3. None of the primitives `JSR` from inside the `asm { ... }`
block, so nothing else re-enters the function's body (or any
other function) while the inline block is running, which
would re-populate `$04`/`$05` with different arguments.
The file has a big comment (`── Parameter convention ──`)
explaining exactly this. Every primitive in that file starts
with `LDX $04` (and if it has two params, `LDY $05`) instead of
`LDX {dst}` / `LDY {src}`.
### Once the compiler is fixed
Revert every `LDX $04` / `LDY $05` in `examples/sha256/sha_core.ne`
back to `LDX {dst}` / `LDY {src}` / `LDX {h_ofs}` / …, and delete
the "Parameter convention" comment. Also consider whether
`examples/inline_asm_demo.ne` should be updated so `times_four`
actually produces the documented `×4`, and regenerate
`tests/emulator/goldens/inline_asm_demo.png` in the same commit —
the current golden encodes the buggy behaviour.
### Guess at the fix
Two equivalent options, each about 10 lines of code:
**(a) Make the codegen use the analyzer's allocation for
locals.** Drop the `local_ram_next` loop at the top of
`Emitter::new` and, instead of minting new addresses, look up
each local's analyzer key and copy its address into
`var_addrs`:
```rust
for func in &ir.functions {
for local in &func.locals {
let qualified = /* __local__<scope>__<local.name> */;
if let Some(a) = allocations.iter().find(|a| a.name == qualified) {
var_addrs.insert(local.var_id, a.address);
var_sizes.insert(local.var_id, a.size);
}
}
}
```
The analyzer already picks slots that are stable across
functions (the `__local__fn__name` prefix avoids collisions and
it allocates from zero page first, which is faster anyway), so
the codegen's "grow linearly from $0300" policy isn't actually
buying anything — and the comment in `ir_codegen.rs` explaining
why it's safe to stack locals was already relying on the same
"no recursion, bounded call depth" guarantees the analyzer
enforces. The analyzer's allocations already satisfy them.
**(b) Make `substitute_asm_vars` use the codegen's
`var_addrs`.** Pass `self.var_addrs` (plus the VarId map) into
the resolver instead of `self.allocations`. Same effect — both
maps agree after this — and arguably more local to the bug.
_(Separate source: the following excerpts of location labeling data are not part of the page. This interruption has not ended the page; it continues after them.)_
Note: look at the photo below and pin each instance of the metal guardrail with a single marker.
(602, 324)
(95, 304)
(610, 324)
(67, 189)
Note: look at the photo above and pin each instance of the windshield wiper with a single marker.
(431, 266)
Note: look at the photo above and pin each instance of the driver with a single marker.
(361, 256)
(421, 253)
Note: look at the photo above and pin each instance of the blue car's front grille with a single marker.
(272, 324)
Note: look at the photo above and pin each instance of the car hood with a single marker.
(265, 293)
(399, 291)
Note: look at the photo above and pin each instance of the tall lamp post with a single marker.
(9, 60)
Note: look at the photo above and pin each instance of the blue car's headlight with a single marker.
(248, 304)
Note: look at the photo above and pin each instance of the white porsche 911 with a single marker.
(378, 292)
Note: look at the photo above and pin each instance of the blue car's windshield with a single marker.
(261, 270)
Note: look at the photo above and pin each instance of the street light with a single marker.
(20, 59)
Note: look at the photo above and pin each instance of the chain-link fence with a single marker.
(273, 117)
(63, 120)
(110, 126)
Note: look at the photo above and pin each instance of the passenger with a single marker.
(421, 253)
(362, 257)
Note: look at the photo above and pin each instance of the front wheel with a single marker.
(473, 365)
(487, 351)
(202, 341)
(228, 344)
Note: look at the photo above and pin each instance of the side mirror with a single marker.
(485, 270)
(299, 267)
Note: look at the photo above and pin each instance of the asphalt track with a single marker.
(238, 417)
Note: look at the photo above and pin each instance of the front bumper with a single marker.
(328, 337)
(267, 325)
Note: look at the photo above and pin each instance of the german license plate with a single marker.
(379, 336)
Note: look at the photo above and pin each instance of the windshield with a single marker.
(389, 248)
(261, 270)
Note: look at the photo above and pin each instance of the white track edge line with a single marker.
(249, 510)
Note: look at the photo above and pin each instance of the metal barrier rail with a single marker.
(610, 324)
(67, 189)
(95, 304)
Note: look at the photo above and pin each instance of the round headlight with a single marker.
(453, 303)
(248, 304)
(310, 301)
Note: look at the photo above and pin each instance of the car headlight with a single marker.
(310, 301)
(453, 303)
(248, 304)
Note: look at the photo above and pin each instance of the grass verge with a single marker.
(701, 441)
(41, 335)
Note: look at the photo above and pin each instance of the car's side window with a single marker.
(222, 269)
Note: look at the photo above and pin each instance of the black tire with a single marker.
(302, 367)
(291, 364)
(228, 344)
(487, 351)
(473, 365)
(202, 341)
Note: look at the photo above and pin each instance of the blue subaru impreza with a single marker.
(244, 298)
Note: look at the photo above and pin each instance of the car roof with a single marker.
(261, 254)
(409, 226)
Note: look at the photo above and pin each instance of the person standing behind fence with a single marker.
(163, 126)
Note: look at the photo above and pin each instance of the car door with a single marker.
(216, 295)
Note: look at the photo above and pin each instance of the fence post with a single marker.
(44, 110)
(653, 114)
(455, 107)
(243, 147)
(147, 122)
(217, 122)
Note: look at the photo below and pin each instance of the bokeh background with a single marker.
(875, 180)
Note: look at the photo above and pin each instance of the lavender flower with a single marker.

The
analyzer's allocations stay as they are.
Preferred: (a) — it deletes code instead of rerouting it, and
it makes the memory map dumped by `--memory-map` truthful again
(the codegen's override was invisible to `--memory-map`, which
is why the discrepancy above looks puzzling without this writeup).
Once either change is in, re-run the full emulator harness. The
`inline_asm_demo` and `sha256` goldens will need fresh captures
because both change observable output.